I recently did a poll on my YouTube Community page that got over 200 people to vote on just this:


----------



## griz (Nov 26, 2009)

well you left out several key points....

the colorful dialogue between the applicator, the pan and the mud.:whistling

failing to point out the average guy will need 2.5x the amount of mud estimated for the job...:laughing:

what is the method that keeps the majority of your mud on the ceiling?...usually most ends up on the floor, the side of the pan or the applicators arm as he tries to catch the mud....:clap:

it would be most appreciated if you could provide one on one instruction...especially on the popcorn ceiling skim....:thumbsup:

you do make it look awful easy....

but then most pros do when demonstrating their trade....:thumbsup:


----------



## Jay hole (Nov 12, 2013)

Yup this is exactly why I call my drywall sub when I need anything done! Even at my new shop I needed 5 sheets taped and textured.... most of the time I drank whiskey and watched him!!!! Money well spent!!!!!!


----------



## AustinDB (Sep 11, 2006)

great video Paul! I'll be using some of your tips next week


----------



## avenge (Sep 25, 2008)

Wish I had the ability to do that so easily.....wait a minute no I'm glad I can't do it.


----------



## hdavis (Feb 14, 2012)

Sir Mixalot said:


> Believe it or not my target audience is pretty much split 50/50 Contractors vs. Advanced DIY'ers.
> I recently did a poll on my YouTube Community page that got over 200 people to vote on just this:



I caught that when I went back and looked at the 10 comments on your video. Definitely a mix. I just always think because I do it so much, everyone knows how to do it and when it's a good solution.:laughing:


----------



## cedarboarder (Mar 30, 2015)

what make its that trowel with the blue handle? I want it


----------



## MarkJames (Nov 25, 2012)

Nice vid. It prompted me to watch several others from your channel, for some reason. :laughing: 

If I may ask, what do you get out of doing them?

One thing you might want to do it mention every product you're using, or at least how you mix them, etc. Was the all-purpose "midwieght", etc...does it matter? Chit chat like that.


----------



## Sir Mixalot (Jan 6, 2008)

cedarboarder said:


> what make its that trowel with the blue handle? I want it




It’s a Kobalt.

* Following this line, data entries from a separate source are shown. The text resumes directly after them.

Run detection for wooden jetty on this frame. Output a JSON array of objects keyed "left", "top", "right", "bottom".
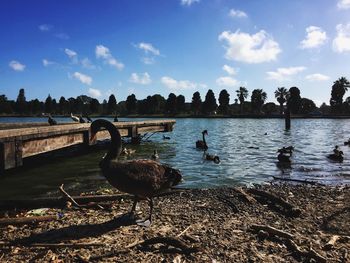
[{"left": 0, "top": 120, "right": 175, "bottom": 171}]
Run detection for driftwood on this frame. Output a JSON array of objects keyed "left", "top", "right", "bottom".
[
  {"left": 323, "top": 235, "right": 340, "bottom": 250},
  {"left": 0, "top": 215, "right": 59, "bottom": 225},
  {"left": 272, "top": 176, "right": 320, "bottom": 185},
  {"left": 286, "top": 239, "right": 327, "bottom": 263},
  {"left": 251, "top": 225, "right": 294, "bottom": 239},
  {"left": 0, "top": 194, "right": 133, "bottom": 210},
  {"left": 233, "top": 187, "right": 256, "bottom": 204},
  {"left": 217, "top": 195, "right": 239, "bottom": 213},
  {"left": 248, "top": 188, "right": 301, "bottom": 216}
]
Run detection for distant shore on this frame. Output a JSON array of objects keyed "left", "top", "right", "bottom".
[{"left": 0, "top": 114, "right": 350, "bottom": 119}]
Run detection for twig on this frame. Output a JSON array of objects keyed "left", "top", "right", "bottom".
[
  {"left": 251, "top": 225, "right": 294, "bottom": 239},
  {"left": 272, "top": 176, "right": 321, "bottom": 185},
  {"left": 176, "top": 226, "right": 191, "bottom": 237},
  {"left": 0, "top": 215, "right": 59, "bottom": 225},
  {"left": 59, "top": 184, "right": 81, "bottom": 207}
]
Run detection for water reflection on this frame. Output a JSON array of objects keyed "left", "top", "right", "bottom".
[{"left": 0, "top": 118, "right": 350, "bottom": 198}]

Haha... I had picked it up at Lowes when I was in a pinch.


Sent from my iPhone using Tapatalk


----------



## Sir Mixalot (Jan 6, 2008)

AustinDB said:


> great video Paul! I'll be using some of your tips next week


That's awesome Austin!:thumbup: Let me know how your skim coating project turns out. -Paul


----------



## Snobnd (Jul 1, 2008)

I can do it way quicker than that, 5 gallon bucket of USG take 1/3 out at the rest with water, mix up so it’s nice and thin , Light and M 100 shove it into the middle of the can and leave the room... go back into room after large boom ...Touch up as needed.

J/k

Nice job Paul


----------



## cedarboarder (Mar 30, 2015)

Sir Mixalot said:


> It’s a Kobalt. Haha... I had picked it up at Lowes when I was in a pinch.
> 
> 
> Sent from my iPhone using Tapatalk


It looks comfortable. I hold the handle the same way as you with fingers on the blade. 

Sent from my SAMSUNG-SM-G891A using Tapatalk


----------



## ksc1 (Feb 8, 2015)

Someday you boys down south will figure it out. I haven't used drywall in 25 years...
DIAMOND Veneer Plaster in a one-coat application system.


https://youtu.be/e1JjSLsZJIo?t=5


----------



## hdavis (Feb 14, 2012)

Very little veneer plastering us done around here. I was tsught by a 38 year union plasterer, and he did mist of his wirk out of state.

Regional differences.


----------